In an unedited version of their manuscript, they write:

“Passive administration of monoclonal antibodies (mAbs) could have a major impact on controlling the SARS-CoV-2 pandemic by providing immediate protection, complementing the development of prophylactic vaccines. Accelerated development of mAbs in a pandemic setting could be reduced to 5–6 months compared to the traditional timeline of 10–12 months.”

They note that in earlier clinical trials, scientists found another monoclonal antibody, ansuvimab, to be a safe treatment for the Ebola virus.

Medical News Today recently reported that another antibody derived from the blood of a SARS survivor is in development.

“Passive antibody therapy” — using antibodies isolated from the serum of someone who has recovered to treat other people with the same infection — has been around since the 1930s.

The scientists at UW Medicine previously identified 19 monoclonal antibodies for SARS-CoV that originated from “memory B cells” in the blood of the person who recovered from SARS. In the latest screen, they identified six more.

Memory B cells are immune cells that can remember a particular infection, potentially for a lifetime, launching a rapid antibody defense when the body encounters the pathogen again.

As COVID-19 spread across the world earlier this year, the scientists began testing these antibodies’ ability to neutralize SARS-CoV-2.

In an initial screen, they identified eight that bound to protein fragments from SARS-Co-V, SARS-CoV-2, and other closely related coronaviruses. Overall, S309 had the highest affinity for the fragments.

To investigate which of the eight candidates were the most potent at inactivating both SARS-CoV and SARS-CoV-2, the team used “pseudoviruses” rather than working with the coronaviruses directly.

When studying a dangerous pathogen, virologists can create a pseudovirus from the envelope of the pathogenic virus and the genetic material of another, harmless virus. The resulting virus can invade host cells but is incapable of replicating itself and spreading.

Of the eight candidate antibodies, S309 was highly effective at inactivating both SARS-CoV and SARS-CoV-2, whereas the others had more variable potency.

Finally, the researchers used an imaging technique called cryo-electron microscopy to investigate the structure of S309 and the mechanism by which it inactivates SARS-CoV-2.

They discovered that S309 binds to a site near the apex of the spikes that the virus uses to invade human cells.

The antibody binding site, or epitope, is close to the part of the spike that latches onto a receptor called ACE2, which is present in particularly high concentrations on the outer membranes of cells in the lungs, blood vessels, and gut.

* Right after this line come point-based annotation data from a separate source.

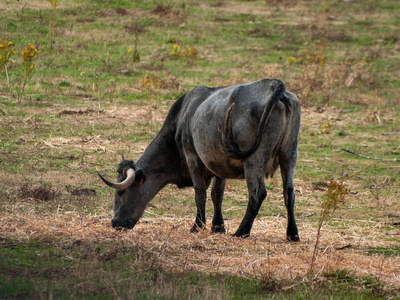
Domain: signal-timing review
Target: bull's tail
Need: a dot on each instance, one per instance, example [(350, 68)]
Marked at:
[(231, 147)]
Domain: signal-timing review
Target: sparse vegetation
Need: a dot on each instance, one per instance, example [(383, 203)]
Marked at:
[(86, 103)]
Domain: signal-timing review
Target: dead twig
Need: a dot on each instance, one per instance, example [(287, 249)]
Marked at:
[(369, 157)]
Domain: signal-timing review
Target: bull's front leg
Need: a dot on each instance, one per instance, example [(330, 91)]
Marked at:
[(217, 195), (257, 194), (200, 197), (288, 164)]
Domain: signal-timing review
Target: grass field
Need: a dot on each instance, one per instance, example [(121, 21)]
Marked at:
[(104, 87)]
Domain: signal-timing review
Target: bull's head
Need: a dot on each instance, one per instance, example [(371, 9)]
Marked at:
[(130, 199)]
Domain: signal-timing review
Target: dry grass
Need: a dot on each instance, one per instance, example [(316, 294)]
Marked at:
[(179, 251)]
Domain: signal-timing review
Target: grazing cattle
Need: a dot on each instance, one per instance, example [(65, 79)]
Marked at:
[(212, 134)]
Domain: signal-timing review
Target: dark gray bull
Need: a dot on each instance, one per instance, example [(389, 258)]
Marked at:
[(242, 131)]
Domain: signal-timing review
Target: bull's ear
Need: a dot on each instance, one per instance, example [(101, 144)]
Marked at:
[(139, 176)]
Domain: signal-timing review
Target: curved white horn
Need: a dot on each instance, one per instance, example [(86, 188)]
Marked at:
[(130, 178)]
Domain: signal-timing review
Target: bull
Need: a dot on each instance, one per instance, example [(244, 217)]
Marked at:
[(243, 131)]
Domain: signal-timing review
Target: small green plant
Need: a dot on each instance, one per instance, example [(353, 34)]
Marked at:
[(326, 129), (6, 51), (54, 4), (153, 85), (28, 54), (136, 28), (335, 196)]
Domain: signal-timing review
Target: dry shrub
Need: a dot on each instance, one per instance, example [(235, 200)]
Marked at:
[(171, 13)]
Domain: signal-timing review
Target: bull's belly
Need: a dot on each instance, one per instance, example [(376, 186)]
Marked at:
[(226, 168)]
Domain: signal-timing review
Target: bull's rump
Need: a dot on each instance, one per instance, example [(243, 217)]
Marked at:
[(249, 102)]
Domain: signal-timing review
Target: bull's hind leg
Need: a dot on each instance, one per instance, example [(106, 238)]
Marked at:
[(217, 195), (288, 165), (254, 174), (201, 182)]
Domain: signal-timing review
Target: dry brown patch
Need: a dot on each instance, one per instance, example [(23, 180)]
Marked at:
[(178, 250)]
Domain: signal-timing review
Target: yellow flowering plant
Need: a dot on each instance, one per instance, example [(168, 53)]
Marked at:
[(28, 55), (6, 51), (179, 50), (53, 4)]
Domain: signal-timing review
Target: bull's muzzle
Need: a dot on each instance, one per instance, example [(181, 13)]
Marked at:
[(128, 224)]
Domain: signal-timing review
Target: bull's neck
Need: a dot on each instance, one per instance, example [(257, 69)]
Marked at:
[(161, 159)]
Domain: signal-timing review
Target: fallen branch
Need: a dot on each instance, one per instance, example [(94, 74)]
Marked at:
[(368, 157)]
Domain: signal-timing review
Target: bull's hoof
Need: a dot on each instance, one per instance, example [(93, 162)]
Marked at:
[(218, 229), (196, 228), (242, 235), (293, 238)]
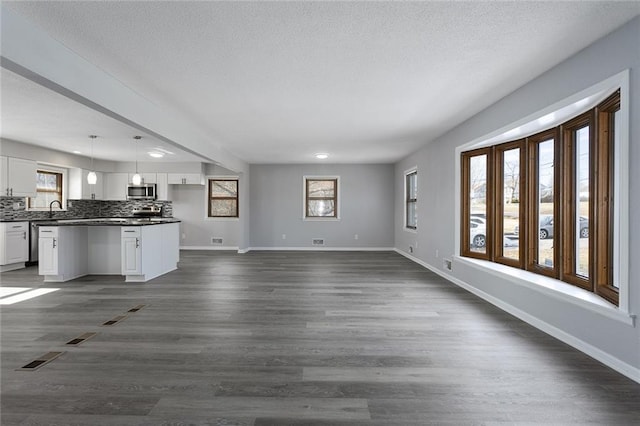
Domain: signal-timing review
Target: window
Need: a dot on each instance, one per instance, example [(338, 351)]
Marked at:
[(48, 189), (321, 198), (544, 203), (411, 200), (223, 198)]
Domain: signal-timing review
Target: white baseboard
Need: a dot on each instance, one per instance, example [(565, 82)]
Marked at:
[(620, 366), (212, 248), (320, 248)]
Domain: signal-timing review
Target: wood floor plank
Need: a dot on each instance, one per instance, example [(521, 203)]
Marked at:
[(292, 338)]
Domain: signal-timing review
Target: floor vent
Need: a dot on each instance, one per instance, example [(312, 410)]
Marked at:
[(37, 363), (115, 320), (136, 308), (80, 339)]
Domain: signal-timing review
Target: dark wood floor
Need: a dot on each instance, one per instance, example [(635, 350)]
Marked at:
[(292, 338)]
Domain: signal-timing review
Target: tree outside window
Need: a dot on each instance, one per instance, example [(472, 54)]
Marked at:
[(223, 198)]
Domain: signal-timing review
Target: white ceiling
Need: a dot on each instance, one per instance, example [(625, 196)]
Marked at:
[(276, 82)]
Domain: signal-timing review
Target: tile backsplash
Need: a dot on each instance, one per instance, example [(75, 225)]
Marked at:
[(78, 208)]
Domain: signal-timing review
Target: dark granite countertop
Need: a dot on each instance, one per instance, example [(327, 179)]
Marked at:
[(100, 221)]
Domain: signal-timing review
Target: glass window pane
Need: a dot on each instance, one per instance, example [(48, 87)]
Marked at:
[(478, 202), (321, 188), (224, 188), (581, 220), (546, 178), (616, 143), (511, 203), (412, 215), (321, 208), (224, 208)]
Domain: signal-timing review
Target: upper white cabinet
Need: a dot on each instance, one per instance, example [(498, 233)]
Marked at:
[(185, 179), (115, 186), (79, 187), (146, 177), (18, 177), (162, 187)]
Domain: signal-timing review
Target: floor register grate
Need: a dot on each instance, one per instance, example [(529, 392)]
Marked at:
[(39, 362)]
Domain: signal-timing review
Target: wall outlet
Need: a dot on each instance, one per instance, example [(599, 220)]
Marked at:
[(448, 265)]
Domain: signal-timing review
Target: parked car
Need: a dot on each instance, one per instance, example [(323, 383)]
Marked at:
[(477, 235), (546, 227)]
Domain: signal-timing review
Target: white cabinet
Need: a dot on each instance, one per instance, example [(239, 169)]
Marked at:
[(162, 187), (185, 179), (131, 251), (79, 187), (14, 245), (146, 177), (18, 177), (48, 251), (62, 252), (115, 186)]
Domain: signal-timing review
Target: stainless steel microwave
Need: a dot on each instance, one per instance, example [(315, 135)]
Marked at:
[(145, 191)]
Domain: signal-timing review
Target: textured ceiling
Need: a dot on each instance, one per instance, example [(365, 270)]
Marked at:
[(276, 82)]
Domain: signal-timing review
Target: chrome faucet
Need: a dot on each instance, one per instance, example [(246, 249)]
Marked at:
[(51, 207)]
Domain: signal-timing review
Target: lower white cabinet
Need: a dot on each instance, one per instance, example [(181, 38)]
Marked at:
[(131, 251), (140, 253), (14, 245)]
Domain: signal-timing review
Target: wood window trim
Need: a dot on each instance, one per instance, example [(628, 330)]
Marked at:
[(602, 143), (58, 190), (498, 246), (532, 228), (465, 234), (308, 198), (236, 198), (408, 199), (570, 167)]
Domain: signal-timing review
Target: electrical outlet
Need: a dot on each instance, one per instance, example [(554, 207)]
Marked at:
[(448, 265)]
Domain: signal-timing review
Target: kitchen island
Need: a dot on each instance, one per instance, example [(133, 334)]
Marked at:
[(138, 249)]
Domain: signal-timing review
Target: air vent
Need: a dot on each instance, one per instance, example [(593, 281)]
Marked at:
[(80, 339), (37, 363)]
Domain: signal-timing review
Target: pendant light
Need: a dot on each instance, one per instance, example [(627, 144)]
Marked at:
[(92, 178), (137, 179)]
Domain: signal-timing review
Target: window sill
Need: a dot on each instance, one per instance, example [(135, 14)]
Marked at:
[(552, 287), (221, 219), (321, 219)]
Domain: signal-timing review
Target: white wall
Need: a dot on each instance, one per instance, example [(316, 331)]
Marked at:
[(366, 207), (613, 341)]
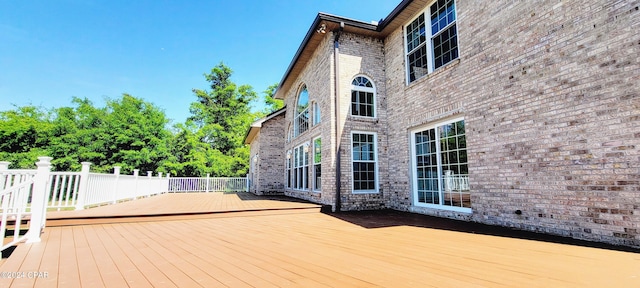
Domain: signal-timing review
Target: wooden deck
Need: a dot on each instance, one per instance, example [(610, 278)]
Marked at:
[(271, 243)]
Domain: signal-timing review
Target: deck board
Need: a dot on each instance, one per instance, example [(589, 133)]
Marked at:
[(227, 240)]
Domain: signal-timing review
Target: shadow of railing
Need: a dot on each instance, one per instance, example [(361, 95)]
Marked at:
[(389, 218)]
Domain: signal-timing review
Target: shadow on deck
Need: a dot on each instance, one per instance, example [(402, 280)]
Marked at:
[(390, 218)]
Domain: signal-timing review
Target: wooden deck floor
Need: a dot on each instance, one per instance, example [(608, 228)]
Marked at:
[(292, 244)]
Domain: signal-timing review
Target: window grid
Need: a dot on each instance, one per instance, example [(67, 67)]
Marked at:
[(300, 168), (317, 162), (443, 45), (301, 119), (289, 165), (362, 97), (441, 168), (364, 162), (316, 113)]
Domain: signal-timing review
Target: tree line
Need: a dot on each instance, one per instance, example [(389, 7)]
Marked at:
[(135, 134)]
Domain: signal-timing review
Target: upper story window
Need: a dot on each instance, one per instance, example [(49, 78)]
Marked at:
[(429, 49), (316, 113), (440, 166), (364, 162), (362, 97), (301, 118)]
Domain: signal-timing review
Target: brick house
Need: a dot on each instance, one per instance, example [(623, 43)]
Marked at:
[(523, 114), (266, 152)]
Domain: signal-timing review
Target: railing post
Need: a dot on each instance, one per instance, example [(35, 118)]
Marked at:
[(84, 183), (39, 199), (149, 174), (135, 175), (167, 182), (159, 186), (207, 189), (4, 166), (116, 171)]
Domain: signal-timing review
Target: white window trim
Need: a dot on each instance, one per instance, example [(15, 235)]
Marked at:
[(364, 89), (305, 176), (414, 173), (316, 114), (429, 42), (313, 163), (298, 115), (288, 167), (375, 155)]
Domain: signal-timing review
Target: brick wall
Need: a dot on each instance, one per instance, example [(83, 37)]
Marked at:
[(317, 75), (270, 165), (362, 56), (550, 96)]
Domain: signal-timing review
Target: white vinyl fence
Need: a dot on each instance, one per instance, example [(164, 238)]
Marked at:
[(208, 184), (28, 194)]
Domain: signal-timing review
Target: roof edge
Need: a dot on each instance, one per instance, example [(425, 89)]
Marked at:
[(256, 125), (312, 29), (403, 5)]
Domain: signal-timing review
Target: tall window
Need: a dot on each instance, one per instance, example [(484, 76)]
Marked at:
[(429, 49), (317, 160), (441, 171), (301, 167), (316, 113), (364, 160), (301, 119), (289, 171), (362, 97)]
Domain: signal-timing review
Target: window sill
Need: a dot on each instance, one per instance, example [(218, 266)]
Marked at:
[(363, 119), (364, 192), (440, 70), (444, 208)]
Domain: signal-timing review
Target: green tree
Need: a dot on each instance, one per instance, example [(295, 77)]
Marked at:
[(223, 116), (79, 135), (24, 135), (128, 132), (137, 137)]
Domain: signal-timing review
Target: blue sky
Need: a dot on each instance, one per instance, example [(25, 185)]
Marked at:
[(158, 50)]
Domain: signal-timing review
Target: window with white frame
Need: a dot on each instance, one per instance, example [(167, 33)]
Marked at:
[(289, 171), (301, 118), (364, 160), (301, 167), (362, 97), (316, 113), (429, 47), (440, 167), (317, 161)]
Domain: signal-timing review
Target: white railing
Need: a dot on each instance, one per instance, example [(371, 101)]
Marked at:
[(28, 194), (455, 182), (208, 184), (22, 194), (113, 188), (63, 190)]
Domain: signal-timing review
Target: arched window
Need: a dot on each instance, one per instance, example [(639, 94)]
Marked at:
[(316, 113), (301, 118), (363, 101)]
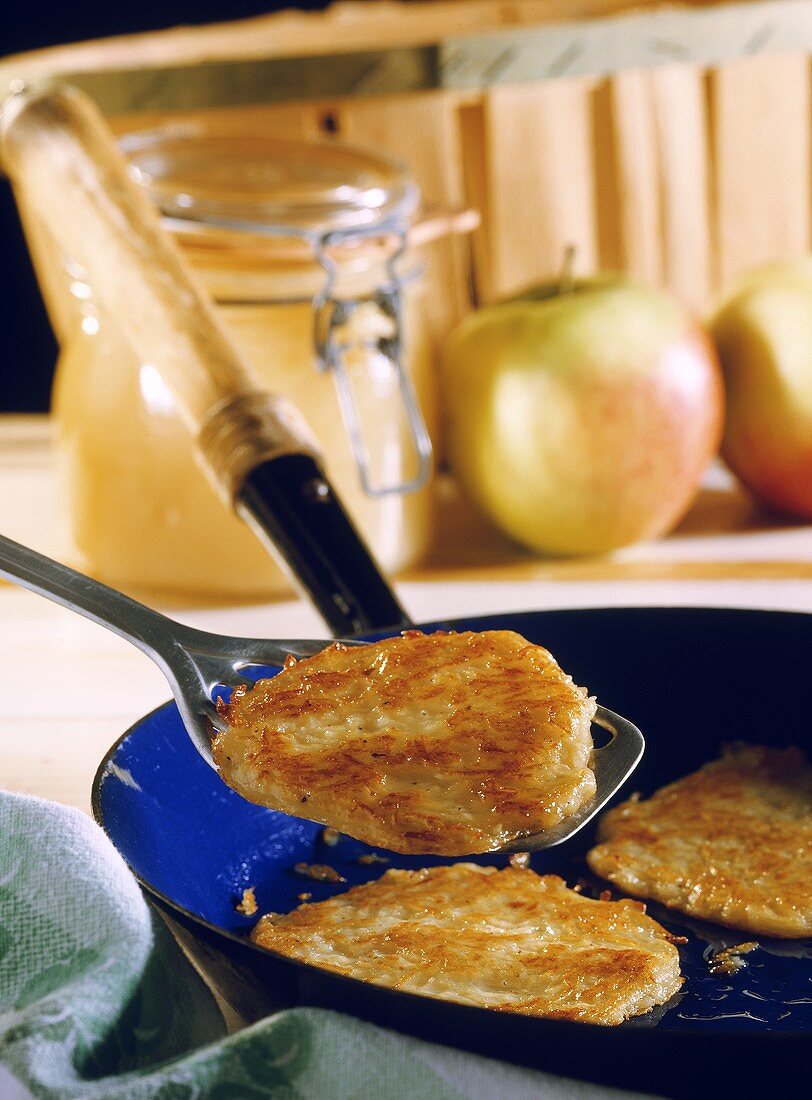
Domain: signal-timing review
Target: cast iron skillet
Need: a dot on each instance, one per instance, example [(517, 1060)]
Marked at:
[(690, 678)]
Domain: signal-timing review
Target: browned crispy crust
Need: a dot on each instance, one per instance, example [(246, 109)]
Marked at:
[(731, 843), (446, 743), (508, 939)]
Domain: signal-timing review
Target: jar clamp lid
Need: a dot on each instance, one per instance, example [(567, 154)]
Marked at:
[(299, 200)]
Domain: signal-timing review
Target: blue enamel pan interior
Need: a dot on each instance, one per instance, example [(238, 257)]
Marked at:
[(690, 678)]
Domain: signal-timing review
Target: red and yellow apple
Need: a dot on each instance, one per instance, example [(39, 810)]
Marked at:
[(763, 331), (582, 421)]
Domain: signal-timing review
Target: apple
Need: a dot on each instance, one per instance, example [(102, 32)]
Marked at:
[(582, 421), (763, 331)]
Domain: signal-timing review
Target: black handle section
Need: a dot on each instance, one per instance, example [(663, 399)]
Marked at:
[(289, 503)]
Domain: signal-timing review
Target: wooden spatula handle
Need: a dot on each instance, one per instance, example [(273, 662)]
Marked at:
[(58, 152)]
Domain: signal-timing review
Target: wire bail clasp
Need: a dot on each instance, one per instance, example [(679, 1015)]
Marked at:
[(333, 339)]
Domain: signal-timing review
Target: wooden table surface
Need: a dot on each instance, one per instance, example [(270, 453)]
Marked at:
[(70, 689)]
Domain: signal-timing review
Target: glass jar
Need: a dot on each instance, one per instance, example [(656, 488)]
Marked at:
[(302, 248)]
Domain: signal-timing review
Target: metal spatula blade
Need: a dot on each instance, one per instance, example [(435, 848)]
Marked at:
[(196, 662)]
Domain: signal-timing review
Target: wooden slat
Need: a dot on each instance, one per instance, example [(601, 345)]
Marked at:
[(343, 26), (680, 121), (287, 120), (760, 119), (637, 168), (538, 182)]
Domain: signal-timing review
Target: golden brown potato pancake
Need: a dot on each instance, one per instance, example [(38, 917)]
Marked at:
[(504, 939), (445, 743), (731, 843)]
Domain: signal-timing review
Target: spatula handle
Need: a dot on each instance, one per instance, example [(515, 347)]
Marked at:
[(58, 152)]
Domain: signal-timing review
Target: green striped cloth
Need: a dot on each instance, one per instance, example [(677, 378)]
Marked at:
[(98, 1001)]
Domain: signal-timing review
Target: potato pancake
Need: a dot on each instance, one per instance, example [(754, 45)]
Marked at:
[(446, 744), (505, 939), (731, 843)]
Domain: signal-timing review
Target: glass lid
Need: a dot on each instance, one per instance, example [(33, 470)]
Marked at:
[(245, 179)]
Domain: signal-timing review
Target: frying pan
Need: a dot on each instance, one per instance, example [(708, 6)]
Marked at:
[(691, 678)]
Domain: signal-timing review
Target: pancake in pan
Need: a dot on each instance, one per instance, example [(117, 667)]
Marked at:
[(731, 843), (505, 939)]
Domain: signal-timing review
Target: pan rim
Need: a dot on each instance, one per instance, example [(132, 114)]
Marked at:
[(631, 1029)]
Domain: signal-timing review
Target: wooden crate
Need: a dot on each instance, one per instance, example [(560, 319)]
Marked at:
[(668, 141)]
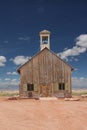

The epitope to which S309 binds exists on the spikes of several closely related coronaviruses. This suggests that it targets a crucial, “conserved” part of the viruses that has changed little in their recent evolution, reducing the likelihood that SARS-CoV-2 will evolve a way to evade it.

“We still need to show that this antibody is protective in living systems, which has not yet been done,” Veesler cautions.

However, the researchers’ paper reports that variants of S309 that are more stable and effective have already entered an “accelerated development path.”

The next stage will be clinical trials to test whether the antibody is safe and neutralizes the virus in people.

Researchers may combine S309 with other antibodies that bind more weakly to SARS-CoV-2 and closely related coronaviruses.

A combination of antibodies might make a more effective treatment and further disable the ability of the new coronavirus to evolve an escape mechanism, say the researchers.

Such a treatment could also prove a valuable weapon to have ready in case of a future coronavirus pandemic.